- Leader: Abdalla Hamdok
- Founded: October 2023
- Dissolved: February 2025

= Tagadum =

Civilian coalition in Sudan

The Sudanese Coordination of Civil Democratic Forces (Tagadum) (تنسيقية القوى المدنية الديمقراطية السودانية (تقدم)) was a pro-civilian-power coalition in Sudan which is involved in peace negotiations in the War in Sudan. Taqaddum claims to be neutral in the conflict. The coalition was founded in October 2023. It is led by former Prime Minister Abdallah Hamdok. In January 2024, Hamdok met the leader of the Rapid Support Forces Mohamed Hamdan Daglo in Addis Ababa. In April 2024, Hamdok met with President of France Emmanuel Macron in Paris.

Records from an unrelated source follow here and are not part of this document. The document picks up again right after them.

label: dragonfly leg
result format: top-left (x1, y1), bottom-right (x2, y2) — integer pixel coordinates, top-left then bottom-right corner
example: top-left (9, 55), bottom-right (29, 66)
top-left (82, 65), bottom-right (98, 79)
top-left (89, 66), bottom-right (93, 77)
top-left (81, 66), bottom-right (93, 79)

On 24 September 2024, the Attorney-General of Sudan, Fath Al-Tayfour, formally accused Abdallah Hamdok and 15 other leaders of the Tagadum coalition of complicity in war crimes and genocide committed by the RSF and called for a red notice to be issued by Interpol. The Tagadum denied the charges. That same month, Tagadum's lawyer, Montaser Abdullah was abducted; he was later found the following month in prison having been charged with the same crimes. He was acquitted and released in October 2025.

Tagadum announced its dissolution on 10 February 2025, with Hamdok forming a new body, known as the Civil Democratic Alliance of the Forces of the Revolution (Sumoud), the following day. A rival Rapid Support Forces allied political movement, the Sudan Founding Alliance was formed a week later in Nairobi, Kenya.